Close encourages residents to protect their tropical plants by either covering them or bringing them indoors while the cold front pushes through.
He also encourages individuals to protect their exposed water pipes in the areas where the temperatures are going to be in the mid 20s, so the pipes do not freeze and explode. Individuals can either leave their water spigot on with a low drip or wrap the pipes with special protection.
Residents of Southwest Florida will experience warmer temperatures on Thursday and Friday afternoon as it reaches between the low to upper 70s.
The weather conditions will be very dry during the next couple of days due to low humidity.
The Lee County Red Cross has responded to 15 home fires in the last 33 days, due to heating sources being used during the cold weather.
Downey said a few of the fires were in duplexes, along with many of them occurring in homes.
“Several of them reportedly started by some sort of heater,” he said, adding that the amount of fires is a little bit above average from the previous year. “We have had several fires caused by malfunctioned heaters.”
With temperatures dipping as low as the mid-teens in the next few days, individuals should be cautious when using space heaters, fireplaces or wood and coal stoves.

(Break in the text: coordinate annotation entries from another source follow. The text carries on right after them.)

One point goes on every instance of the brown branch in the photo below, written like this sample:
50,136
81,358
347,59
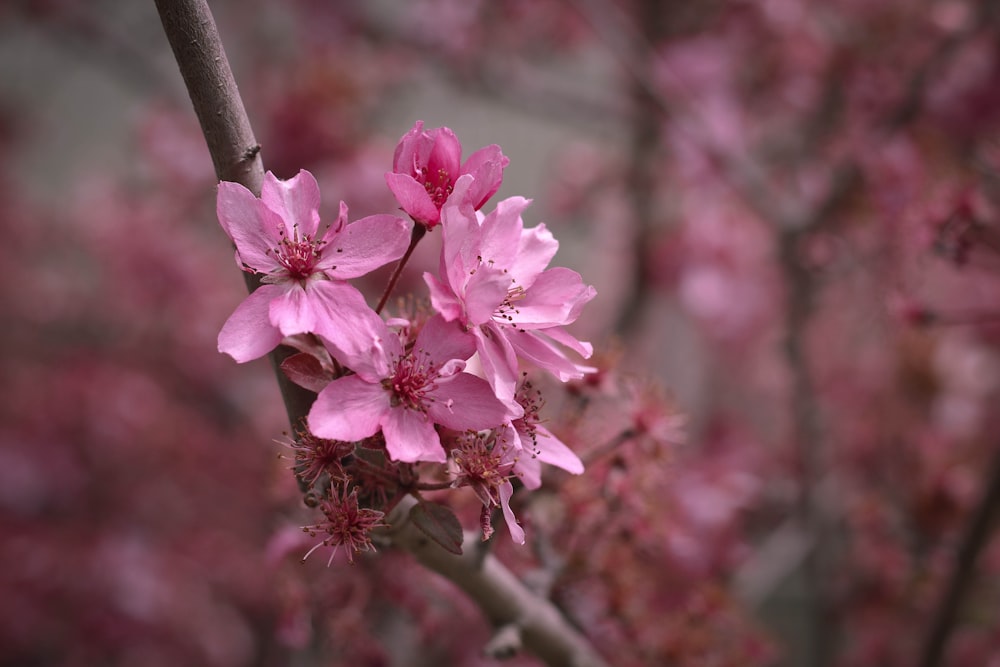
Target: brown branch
520,616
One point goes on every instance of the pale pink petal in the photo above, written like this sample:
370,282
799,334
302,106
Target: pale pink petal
551,450
561,336
499,363
486,165
295,200
500,234
446,154
485,291
529,470
443,299
410,437
537,248
293,311
413,147
365,245
348,409
516,532
556,298
251,225
248,334
441,341
465,402
413,198
337,227
460,236
534,347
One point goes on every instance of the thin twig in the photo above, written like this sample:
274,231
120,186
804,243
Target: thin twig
974,539
504,599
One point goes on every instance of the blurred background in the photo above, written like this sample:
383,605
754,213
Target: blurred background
789,212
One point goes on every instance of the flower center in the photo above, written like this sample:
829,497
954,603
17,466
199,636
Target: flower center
506,311
298,255
438,184
410,383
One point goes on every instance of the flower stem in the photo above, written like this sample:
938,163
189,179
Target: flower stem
418,233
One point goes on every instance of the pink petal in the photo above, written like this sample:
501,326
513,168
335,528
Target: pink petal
413,198
442,341
365,245
293,311
499,363
516,532
443,299
561,336
535,347
465,402
446,154
410,437
251,225
355,334
486,165
248,334
551,450
556,298
348,409
537,248
500,235
295,200
460,236
413,147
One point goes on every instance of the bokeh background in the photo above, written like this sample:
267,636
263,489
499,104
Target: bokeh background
788,209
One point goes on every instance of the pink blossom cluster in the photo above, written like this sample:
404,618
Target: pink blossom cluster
438,385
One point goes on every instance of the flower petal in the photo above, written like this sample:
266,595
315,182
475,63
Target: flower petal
365,245
537,248
465,402
443,298
348,409
516,532
252,226
443,341
410,437
355,334
551,450
413,198
556,298
486,165
445,155
535,347
499,363
295,200
248,333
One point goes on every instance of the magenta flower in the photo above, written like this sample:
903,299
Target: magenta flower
494,282
304,291
535,443
427,165
405,392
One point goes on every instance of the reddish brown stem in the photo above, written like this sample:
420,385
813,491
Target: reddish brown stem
418,233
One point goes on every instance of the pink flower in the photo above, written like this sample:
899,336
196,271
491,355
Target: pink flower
494,282
536,443
304,291
405,392
427,165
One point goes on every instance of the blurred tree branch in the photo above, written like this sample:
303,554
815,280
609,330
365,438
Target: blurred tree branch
519,615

“Space heaters are potentially dangerous,” Downey said. “We know many people prefer to use them and that’s OK, but with space heaters comes responsibility. Please never leave them unattended, turn them off before you fall asleep and keep them clear from any kind of bedding, furniture or carpets.”
Other advice from the Red Cross also includes never leaving a fireplace unattended when a fire is lit and to make sure either a glass or metal fire screen is placed around the fireplace to keep fire and embers within the fireplace. A cooking range or stove should never be used to heat a home and wood and coal stoves, fireplaces and chimneys should be inspected and cleaned every year.
According to the Division of Emergency Management, a high surf advisory is also in effect until 4 p.m. Tuesday for Levy, Citrus, Hernando, Pasco, Pinellas, Hillsborough, Manatee, Sarasota, Charlotte and Lee counties. Offshore waves are expected to reach between 15-20 feet, with breaking waves reaching 6 to 8 feet causing dangerous rip currents.
Rip currents run perpendicular to the beach and can extend between 200 to 2,500 feet in length and 30 feet wide traveling at more than 5 miles per hour.